If, however, Modi is keen on holding simultaneous elections, he can do so by dissolving Parliament in 2017 and then hold simultaneous polls by dissolving at the same time the BJP state Assemblies whose terms are not yet over as mentioned above.But a greater principle of democracy is involved in holding simultaneous polls for Parliament and state Assemblies, unless by fortuitous circumstances the five-year period of Parliament and state Assemblies coincide on their own. A contrived situation has implications against the basic structure of our Constitution. According to Supreme Court of India, Article 1(1), India is a Union of States which means a federation of states. Our Constitution provides an exclusive List I, empowering the Central government, which alone can legislate on certain subjects on List-I in the Seventh Schedule. The states alone can legislate on List II, Parliament cannot.

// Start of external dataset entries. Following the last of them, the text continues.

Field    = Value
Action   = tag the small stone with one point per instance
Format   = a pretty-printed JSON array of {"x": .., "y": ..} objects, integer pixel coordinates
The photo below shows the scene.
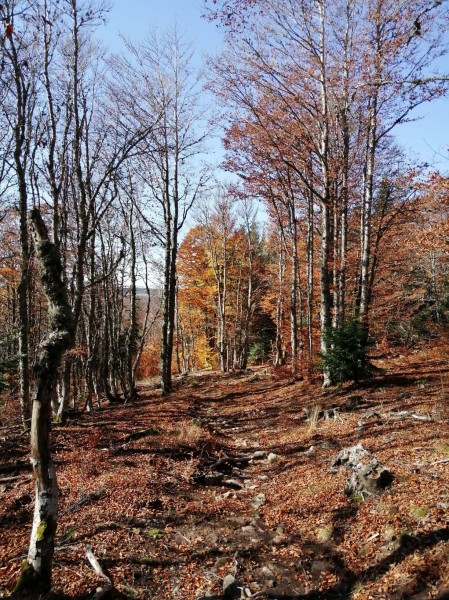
[
  {"x": 233, "y": 483},
  {"x": 258, "y": 501},
  {"x": 220, "y": 562},
  {"x": 232, "y": 587},
  {"x": 319, "y": 567}
]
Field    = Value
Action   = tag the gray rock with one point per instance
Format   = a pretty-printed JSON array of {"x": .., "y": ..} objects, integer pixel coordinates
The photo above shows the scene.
[
  {"x": 232, "y": 587},
  {"x": 233, "y": 483},
  {"x": 258, "y": 501},
  {"x": 319, "y": 567}
]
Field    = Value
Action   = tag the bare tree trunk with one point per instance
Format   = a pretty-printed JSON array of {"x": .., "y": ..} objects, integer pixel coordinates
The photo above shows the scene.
[
  {"x": 36, "y": 570},
  {"x": 279, "y": 358},
  {"x": 325, "y": 315}
]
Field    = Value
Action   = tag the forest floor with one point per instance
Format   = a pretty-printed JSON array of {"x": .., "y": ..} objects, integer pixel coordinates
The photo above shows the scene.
[{"x": 228, "y": 477}]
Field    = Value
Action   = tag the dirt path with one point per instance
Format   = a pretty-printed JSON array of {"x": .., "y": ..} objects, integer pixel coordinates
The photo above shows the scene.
[{"x": 226, "y": 478}]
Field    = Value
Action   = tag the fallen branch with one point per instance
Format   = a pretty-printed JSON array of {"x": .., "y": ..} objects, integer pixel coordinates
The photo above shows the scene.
[
  {"x": 15, "y": 478},
  {"x": 136, "y": 435},
  {"x": 232, "y": 460},
  {"x": 20, "y": 465},
  {"x": 108, "y": 587}
]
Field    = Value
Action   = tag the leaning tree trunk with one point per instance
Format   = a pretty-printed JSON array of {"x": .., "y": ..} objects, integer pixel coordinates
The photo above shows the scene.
[{"x": 36, "y": 570}]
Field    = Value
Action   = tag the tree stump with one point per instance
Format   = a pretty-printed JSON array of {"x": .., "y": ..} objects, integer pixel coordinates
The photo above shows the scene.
[{"x": 367, "y": 475}]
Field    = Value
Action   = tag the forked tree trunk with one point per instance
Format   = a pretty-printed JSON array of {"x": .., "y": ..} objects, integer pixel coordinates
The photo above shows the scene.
[{"x": 36, "y": 571}]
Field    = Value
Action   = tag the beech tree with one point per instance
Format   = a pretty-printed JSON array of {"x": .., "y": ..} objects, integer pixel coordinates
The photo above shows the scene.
[
  {"x": 165, "y": 86},
  {"x": 324, "y": 85}
]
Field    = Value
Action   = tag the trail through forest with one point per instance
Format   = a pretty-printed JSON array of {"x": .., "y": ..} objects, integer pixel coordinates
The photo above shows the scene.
[{"x": 230, "y": 478}]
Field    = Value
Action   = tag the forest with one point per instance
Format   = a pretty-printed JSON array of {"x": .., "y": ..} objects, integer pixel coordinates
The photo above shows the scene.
[{"x": 223, "y": 380}]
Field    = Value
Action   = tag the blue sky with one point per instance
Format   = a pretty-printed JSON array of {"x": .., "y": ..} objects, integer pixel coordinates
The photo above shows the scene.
[{"x": 427, "y": 139}]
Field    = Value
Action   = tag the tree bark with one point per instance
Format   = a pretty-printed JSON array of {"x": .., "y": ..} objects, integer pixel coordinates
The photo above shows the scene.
[{"x": 36, "y": 570}]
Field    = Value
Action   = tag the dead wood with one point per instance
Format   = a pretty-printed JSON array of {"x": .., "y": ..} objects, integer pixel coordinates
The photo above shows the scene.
[
  {"x": 20, "y": 465},
  {"x": 108, "y": 587},
  {"x": 14, "y": 478},
  {"x": 367, "y": 475}
]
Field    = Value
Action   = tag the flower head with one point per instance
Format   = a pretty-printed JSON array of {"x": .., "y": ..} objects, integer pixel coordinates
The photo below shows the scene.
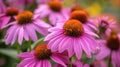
[
  {"x": 8, "y": 16},
  {"x": 2, "y": 7},
  {"x": 40, "y": 57},
  {"x": 105, "y": 25},
  {"x": 53, "y": 10},
  {"x": 73, "y": 28},
  {"x": 79, "y": 15},
  {"x": 73, "y": 37},
  {"x": 25, "y": 27},
  {"x": 110, "y": 47}
]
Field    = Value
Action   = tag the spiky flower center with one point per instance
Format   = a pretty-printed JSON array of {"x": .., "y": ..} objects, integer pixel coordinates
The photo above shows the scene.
[
  {"x": 73, "y": 28},
  {"x": 41, "y": 52},
  {"x": 79, "y": 15},
  {"x": 55, "y": 5},
  {"x": 104, "y": 24},
  {"x": 76, "y": 7},
  {"x": 25, "y": 17},
  {"x": 12, "y": 11},
  {"x": 113, "y": 42}
]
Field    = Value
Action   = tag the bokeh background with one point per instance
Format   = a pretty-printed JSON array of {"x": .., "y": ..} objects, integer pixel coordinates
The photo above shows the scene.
[{"x": 8, "y": 54}]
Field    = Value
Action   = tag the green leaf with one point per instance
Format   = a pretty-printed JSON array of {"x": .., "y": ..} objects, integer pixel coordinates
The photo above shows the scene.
[{"x": 9, "y": 52}]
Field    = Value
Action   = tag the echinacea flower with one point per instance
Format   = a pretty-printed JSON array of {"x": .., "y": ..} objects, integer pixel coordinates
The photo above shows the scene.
[
  {"x": 105, "y": 25},
  {"x": 53, "y": 10},
  {"x": 19, "y": 3},
  {"x": 76, "y": 63},
  {"x": 2, "y": 7},
  {"x": 82, "y": 16},
  {"x": 110, "y": 48},
  {"x": 99, "y": 63},
  {"x": 8, "y": 16},
  {"x": 73, "y": 37},
  {"x": 40, "y": 57},
  {"x": 25, "y": 27}
]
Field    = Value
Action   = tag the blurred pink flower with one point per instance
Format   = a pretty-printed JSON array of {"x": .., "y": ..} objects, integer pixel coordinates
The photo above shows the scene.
[
  {"x": 2, "y": 7},
  {"x": 99, "y": 63},
  {"x": 25, "y": 27},
  {"x": 19, "y": 3},
  {"x": 76, "y": 63},
  {"x": 110, "y": 48},
  {"x": 53, "y": 10},
  {"x": 105, "y": 25},
  {"x": 73, "y": 37},
  {"x": 82, "y": 16},
  {"x": 40, "y": 58},
  {"x": 8, "y": 16}
]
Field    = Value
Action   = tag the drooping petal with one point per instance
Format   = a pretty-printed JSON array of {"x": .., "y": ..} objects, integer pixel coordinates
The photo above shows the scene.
[
  {"x": 46, "y": 63},
  {"x": 58, "y": 60},
  {"x": 77, "y": 49},
  {"x": 31, "y": 32},
  {"x": 20, "y": 36}
]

Both Centre and State can legislate on List III. State List II includes important subjects such as agriculture and law and order. On this, only states can legislate. The Centre does not have any jurisdiction. Obviously, voters have different aspects and priorities when voting for state Assemblies or Parliament. In Delhi Laws Act, the Supreme Court of India (1951) specifically held, “The State Legislature under our Constitution is not a delegate of the Union Parliament. Both legislatures derive powers from the same Constitution. Within its appointed sphere, the State Legislature has plenary powers.” Examples of other countries like the US and Europe would show that it is constitutionally recognised that the priorities and interests of states in day to day governance are emphasised differently. Thus in the US, a rather extreme position prevails that law and medical degrees of one state are not recognised in the rest of the states. As for elections, they have different laws in each state. They have separate laws for the election of the President, separate for Senate and House of Representatives and separate for various states. Of course this is an extreme example because possibly of the civil war history of the US. We, wisely, did not go so far. Also the priorities of the Centre and the states are different. The sooner the BJP relinquishes this idea of simultaneous elections, the better. This gives an unfair advantage to the national parties as against the state parties and disturbs the sentiment of voters that the government of an area concerned must be close to the people.